Старуха. Домик. Хлев и серый козлик.И ничего. И к козлику любовь,Что каждый мускул мускусом пронижет,Мускатным шумом, пенным, как прибой.И небо грузным куполом соборнымНад бором, взбросившим, как бровку, вверхФестоны темные бессонных сосен.И ничего. Старуха. Козлик. Лес.

Прием, который пародисты стремились обнажить, в пастернаковских вариациях и так обнажен, подчеркнут — и форсированный обрывистый синтаксис, и несколько преувеличенная интонация:

Скала и шторм. Скала и плащ и шляпа.Скала и — Пушкин. Тот, кто и сейчас,Закрыв глаза, стоит и видит в сфинксеНе нашу дичь: не домыслы в тупикПоставленного грека, не загадку,Но предка: плоскогубого хамитаКак оспу, перенесшего пески (…)

И провал этот как бы сигнализирует нам: крупнейший европейский поэт своей эпохи и безвестные провинциальные студенты неожиданно совпали в направлении поиска. Неожиданно, но закономерно.

Что стояло за этим совпадением?

Культура, литература, поэзия в обществе, решившем строить себя «с нуля», внезапно зависают в воздухе. При известной чуткости и сейчас можно физически ощутить, как, медленно и тяжело рассекая воздух, падали тогда многовековые опоры традиций. Не творчески опровергались, преодолевались, лишались автоматизма — так было всегда, — а именно падали, чтобы никогда не подняться. Лозунг «кто был ничем, тот станет всем» через социальные капилляры перекачивался из экономической в политическую, а из политической — в духовную сферу. Это при том, что из ничего — всем еще никто в истории не становился. Сложный организм вырастает из простейшего одноклеточного — но не из пустоты же! И, чтобы сохранить устойчивость, чтобы не рухнуть вместе с отброшенными опорами, культура начинает лихорадочно наводить порушенные мосты, цепляться за уходящую из-под ног почву. Вольно было Маяковскому сбрасывать Пушкина с парохода современности, пока Пушкин твердо и незыблемо стоял в центре дореволюционной культурной традиции. Но как только ситуация переменилась и автор «Письма Онегина к Татьяне» остался по ту сторону черты, а создатель поэмы «Владимир Ильич Ленин» — по эту, пришлось срочно протягивать руку через границу, мириться и призывать на помощь алфавит, где все (кроме ера и ятя) сохранилось по-прежнему и «п» после революции столь же близко к «м», сколь и до нее.

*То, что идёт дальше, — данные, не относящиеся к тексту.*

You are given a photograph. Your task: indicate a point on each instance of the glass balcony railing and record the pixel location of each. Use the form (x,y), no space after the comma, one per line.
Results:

Это Маяковский; но и Ходасевич, который никого никогда ниоткуда не сбрасывал, в 1921 году говорил о том, что всем нам предстоит аукаться в надвигающемся мраке «именем Пушкина». И Блок в том же году обратился к «легкому имени: Пушкин»; об этом шла речь в предыдущей главе. И Пастернак фактически тогда же (1918–1923) принялся вышивать узоры своих вариаций по канве пушкинской темы, чтобы не утратить ощущения внутреннего родства и причастности живому событию русской поэзий трех веков. Характерно, что позже он говорил об опасности такого пути, о риске утраты своего лица — но то было позже, а в начале 20-х годов без этого было не обойтись. Ему. Ему — попутчику, воспринявшему культурную традицию по праву первородства. Что же оставалось молодым харьковским гуманитариям, твердо ассоциировавшим себя с «далью социализма», но нуждавшимся в какой-то преемственности? Им оставалось остранить мировую поэзию, нейтрализовать ее сдержанным смехом своих стилизаций и встроить в созданную модель — новые, современные элементы, вжирить их в нее. И потому кольцевая композиция здесь символична. Каждый из трех циклов — собаки, козлы, веверлеи — построен по принципу карусели. Только на такой карусели и возможно соседство современников с классиками — потому что, во-первых, это круг и в нем немыслима иерархия талантов, выстроенных в ряд, «по росту», а, во-вторых, в карусельном кружении нельзя установить, где было начало и где будет конец: все едино, вперемешку, веселое равенство.

Так происходило во все времена, во все эпохи крутых разломов.